Reputation: 285
I know the difference between the two kinds.
For async tasks, next task will run after the current one began, which means tasks will be dispatched to multiple threads if there are threads available.
For sync tasks, next task will run after the current one finished.
How could main thread run async tasks since it only has one thread?
It's confusing to me.
Thanks in advance.
Upvotes: 4
Views: 859
Reputation: 438467
For async tasks, next task will run after the current one began, which means tasks will be dispatched to multiple threads if there are threads available.
Not quite. To dispatch asynchronously only means that the current thread will not wait for the dispatched code to finish. It has absolutely nothing to do with whether that destination queue is serial or concurrent.
For sync tasks, next task will run after the current one finished.
Again, not quite. To dispatch synchronously only means that the current thread will wait for the dispatched code to finish execution.
Whether the dispatched code runs concurrently with respect to other items previously dispatched to that queue is dictated by the queue type (i.e. serial or concurrent), not whether we dispatched synchronously or asynchronously.
How could main thread run async tasks since it only has one thread?
As is likely obvious now, the “asynchronous” vs “synchronous” is not a characteristic of the task being dispatched, but rather only dictates whether the thread from which you are dispatching should wait or not.

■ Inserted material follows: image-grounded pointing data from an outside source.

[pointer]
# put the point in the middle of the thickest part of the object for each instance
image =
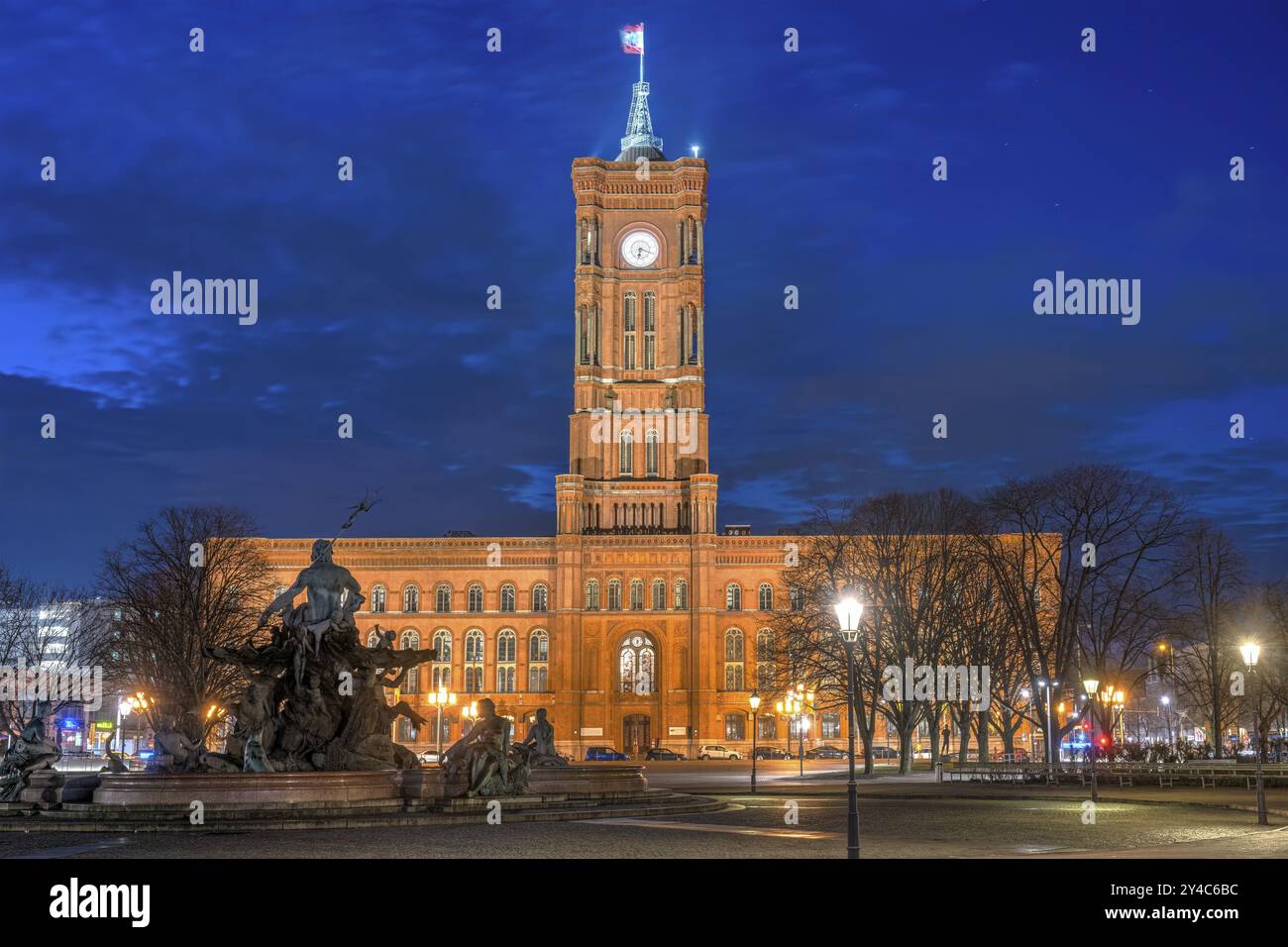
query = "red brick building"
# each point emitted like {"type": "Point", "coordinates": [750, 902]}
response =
{"type": "Point", "coordinates": [638, 621]}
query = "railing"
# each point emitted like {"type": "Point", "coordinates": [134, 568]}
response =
{"type": "Point", "coordinates": [1198, 772]}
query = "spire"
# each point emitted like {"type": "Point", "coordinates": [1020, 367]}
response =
{"type": "Point", "coordinates": [639, 140]}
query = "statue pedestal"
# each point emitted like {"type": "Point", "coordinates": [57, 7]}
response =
{"type": "Point", "coordinates": [597, 781]}
{"type": "Point", "coordinates": [248, 789]}
{"type": "Point", "coordinates": [53, 788]}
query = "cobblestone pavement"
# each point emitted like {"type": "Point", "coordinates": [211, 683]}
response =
{"type": "Point", "coordinates": [752, 827]}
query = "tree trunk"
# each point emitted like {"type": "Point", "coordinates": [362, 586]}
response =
{"type": "Point", "coordinates": [982, 735]}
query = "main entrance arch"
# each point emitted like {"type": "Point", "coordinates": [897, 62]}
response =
{"type": "Point", "coordinates": [636, 733]}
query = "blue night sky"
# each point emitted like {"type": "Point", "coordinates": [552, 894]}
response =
{"type": "Point", "coordinates": [915, 296]}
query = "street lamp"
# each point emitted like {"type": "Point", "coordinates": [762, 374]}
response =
{"type": "Point", "coordinates": [1167, 702]}
{"type": "Point", "coordinates": [849, 609]}
{"type": "Point", "coordinates": [138, 703]}
{"type": "Point", "coordinates": [1250, 652]}
{"type": "Point", "coordinates": [794, 707]}
{"type": "Point", "coordinates": [1050, 744]}
{"type": "Point", "coordinates": [1090, 685]}
{"type": "Point", "coordinates": [441, 698]}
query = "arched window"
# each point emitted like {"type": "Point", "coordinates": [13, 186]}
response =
{"type": "Point", "coordinates": [539, 657]}
{"type": "Point", "coordinates": [443, 644]}
{"type": "Point", "coordinates": [733, 596]}
{"type": "Point", "coordinates": [626, 460]}
{"type": "Point", "coordinates": [505, 646]}
{"type": "Point", "coordinates": [797, 598]}
{"type": "Point", "coordinates": [411, 598]}
{"type": "Point", "coordinates": [473, 660]}
{"type": "Point", "coordinates": [629, 330]}
{"type": "Point", "coordinates": [649, 330]}
{"type": "Point", "coordinates": [410, 641]}
{"type": "Point", "coordinates": [505, 650]}
{"type": "Point", "coordinates": [636, 663]}
{"type": "Point", "coordinates": [505, 678]}
{"type": "Point", "coordinates": [733, 644]}
{"type": "Point", "coordinates": [765, 644]}
{"type": "Point", "coordinates": [539, 646]}
{"type": "Point", "coordinates": [651, 453]}
{"type": "Point", "coordinates": [734, 674]}
{"type": "Point", "coordinates": [475, 646]}
{"type": "Point", "coordinates": [442, 669]}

So, consider some code that dispatches code asynchronously back to the main thread:
let task = URLSession.dataTask(with: request) { data, _, _ in
let results = ... // on `URLSession` background serial queue, only populate local variables
DispatchQueue.main.async {
self.objects = results // dispatch model updates back to main queue
self.tableView.reloadData() // also update UI from main queue
}
}
task.resume()
In the above example, we’re dispatching the model and UI updates to the main queue because we’re on the URLSession
background queue (which happens to be a serial queue, too). And we dispatch it asynchronously because there is no reason for the serial queue of the URLSession
to wait for the dispatched code to finish. We could have dispatched it synchronously, but why would we bother blocking the URLSession
queue, even if only for a few extra milliseconds.
Upvotes: 4
Reputation: 115083
Your definitions of asynchronous and synchronous aren't quite right.
In Grand Central Dispatch you consider queues, not threads. A queue is either a serial dispatch queue or a concurrent dispatch queue.
A serial dispatch queue can run one task at a time and tasks are dispatched one after the other (serially).
A concurrent dispatch queue can run several tasks simultaneously on multiple threads.
Tasks execute on threads and Grand Central Dispatch takes care of assigning tasks to threads for you.
The main queue is a special serial dispatch queue that only assigns tasks to the main thread. Other queues can assign tasks to any available thread, including the main thread.
Now, for synchronous versus asynchronous dispatch, the difference is whether the dispatch blocks the current thread until the dispatched task is complete (synchronous) or queues the task without blocking the current thread (asynchronous).
When you dispatch asynchronously onto the main queue, you are providing a unit of work that Grand Central Dispatch will assign to the main thread at some future point, but your code continues executing without waiting for that dispatched item to complete.
You can dispatch asynchronous tasks to the main queue while running on the main queue quite happily, since the dispatched task will execute later, when the main queue is ready for a task.
What you can't do is dispatch synchronously onto the main queue from the main queue (or more generally, dispatch synchronously onto any serial dispatch queue from that same queue) since you will create a deadlock.
Dispatching synchronously blocks the current thread/queue until the dispatched item is complete. On a serial dispatch queue the dispatched item can't execute since the dispatching queue is blocked.